All you have to do is register for the event at GBBC (that stands for Great Backyard Bird Count). If you signed up since 2013, you won't have to do it again; just use your former login information. Once you're on the site, you'll get directions to links that provide what you will need for the Bird Count. Here is a PDF which describes the process.
You can download a form that's helpful to take with you, as it reminds you what data you need to collect for the Bird Count. You want to write down the name of the bird species, how many you see, in what area (e.g. street/park/ forest name), and at what time (or between what times).

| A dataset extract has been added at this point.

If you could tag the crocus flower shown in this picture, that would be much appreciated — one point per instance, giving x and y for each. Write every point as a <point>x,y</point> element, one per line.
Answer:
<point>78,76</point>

If you can, take photos of the birds, that will help you to identify them clearly later. If you're a photographer, professional or amateur, you can submit your photos to the Bird Count and be entered in GBBC's yearly photo contest!
Young boy participates in 2018 GBBC before school: Dark-eyed Junco: Sujata Roy, Morrisville, NC, USA
But taking photos will help you identify the birds too, in case you spot birds you're not familiar with. By the way, the GBBC helps you do that. You can click on this link to get a check list of birds found in your neighborhood and then look them up to make sure they match. Or, if you're taking photos on your smart phone, you can identify birds by using these online bird apps!
Merlin Bird ID App With Photo ID has great reviews!
The Great Backyard Bird Count was started in 1998 by Cornell University Ornithology Lab and the National Audubon Society. It was the first online science project!
Be part of the GBBC this year! It's a great way to get 'into' birding and/or to refine your bird-watching skills.